Friday, April 19, 2013

Jeff Tsuruoka Week 43: Lawyers, Guns, and Money Part 7

Picture 1


Picture 2


Jeff Tsuruoka’s Picture Choice: 2

Title: Lawyers, Guns, and Money Part 7


I'm standing on the edge of the arroyo, looking out in the heat over miles and miles of arid nothing. It's the middle of the day.

Dirt. Sky. That's all there is. Not even a cactus to break up the line.

I'm shirtless. Barefoot. Bleeding from cuts and gouges that cover most of my torso.

I've got a gun in my hand.

Single action service revolver.

How do I know that? I'm not a gun guy. But I do know it.

Single action service revolver.

The longer I stare out to the horizon the more I think I'm wrong. I am wrong. There is something out there-- a dark square. I can just make it out behind the wall of heat.

It's a house. No. A building, at least three stories high, and I gotta get there. I must get to that building. I must.

The heat is a physical barrier to forward movement, thick and cloying, but I push through it and set off.

I move at a crawl but I am moving. I can no longer see the building out in the dead offing though I know it's there. It calls to me.

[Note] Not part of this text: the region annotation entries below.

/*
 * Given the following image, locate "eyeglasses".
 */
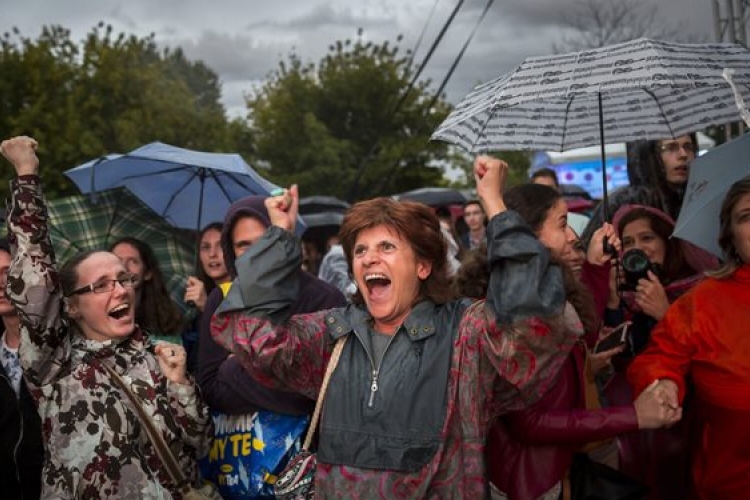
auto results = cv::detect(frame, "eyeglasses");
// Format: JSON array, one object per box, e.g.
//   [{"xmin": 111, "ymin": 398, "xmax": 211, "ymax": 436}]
[
  {"xmin": 68, "ymin": 274, "xmax": 140, "ymax": 297},
  {"xmin": 659, "ymin": 142, "xmax": 695, "ymax": 154}
]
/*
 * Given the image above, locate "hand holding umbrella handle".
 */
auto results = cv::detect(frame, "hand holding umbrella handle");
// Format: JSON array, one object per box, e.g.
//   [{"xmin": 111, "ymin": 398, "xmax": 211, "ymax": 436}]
[{"xmin": 0, "ymin": 135, "xmax": 39, "ymax": 177}]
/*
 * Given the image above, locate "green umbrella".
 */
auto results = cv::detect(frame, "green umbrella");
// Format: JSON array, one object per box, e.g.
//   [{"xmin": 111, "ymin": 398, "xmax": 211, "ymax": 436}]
[{"xmin": 47, "ymin": 188, "xmax": 195, "ymax": 312}]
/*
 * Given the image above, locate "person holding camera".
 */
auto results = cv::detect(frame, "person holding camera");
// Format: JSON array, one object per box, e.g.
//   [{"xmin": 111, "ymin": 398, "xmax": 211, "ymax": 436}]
[
  {"xmin": 628, "ymin": 177, "xmax": 750, "ymax": 499},
  {"xmin": 604, "ymin": 205, "xmax": 719, "ymax": 498}
]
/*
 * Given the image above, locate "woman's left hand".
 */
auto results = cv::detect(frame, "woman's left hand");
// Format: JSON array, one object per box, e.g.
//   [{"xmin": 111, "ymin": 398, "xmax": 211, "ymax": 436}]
[
  {"xmin": 474, "ymin": 156, "xmax": 508, "ymax": 220},
  {"xmin": 154, "ymin": 342, "xmax": 189, "ymax": 385},
  {"xmin": 266, "ymin": 184, "xmax": 299, "ymax": 233},
  {"xmin": 635, "ymin": 271, "xmax": 669, "ymax": 321}
]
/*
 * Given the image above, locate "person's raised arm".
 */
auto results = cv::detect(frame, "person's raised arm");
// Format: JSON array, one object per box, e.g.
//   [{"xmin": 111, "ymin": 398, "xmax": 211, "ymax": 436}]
[
  {"xmin": 0, "ymin": 136, "xmax": 70, "ymax": 386},
  {"xmin": 211, "ymin": 186, "xmax": 335, "ymax": 399}
]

Walking. Walking. Walking.

I'm out of the arroyo now. The ground has become an endless series of ridges and swales.

I'm cooking in the sun, my face sweat-begrimed and peeling, the cuts on my body dried and leathered.

I'm not going to make it, I think, but I stumble over the next rise and slide to the bottom.

Buzzards circle overhead.

I get off my ass. The fuckers can't have me. Not yet.

I try one step and then another and I'm moving again.

Eventually, I realize that the buzzards are well ahead of me. They're not coming for my flesh after all. They circle for a while longer and then swoop down to the earth and disappear from view.

I spot them on the ground when I get over the next ridge.

The carrion birds scatter as I approach.

It's Beau they've been munching on.

They've been at his eyes and his cheeks. The angry red wounds Pilar left on his neck and throat have gone black in the dry heat.

His Stetson sits on his chest.

I pick it up and put it on. Why the hell not? That's too much hat to waste and Beau doesn't need it.

Gracias, amigo. 

The buzzards return the second I shove off. Buffet's open, boys.

The hat brim cuts down on the glare. I can see better and farther.

The building is right in front of me, miles and miles away, but it looks so close that I find myself reaching out to touch it.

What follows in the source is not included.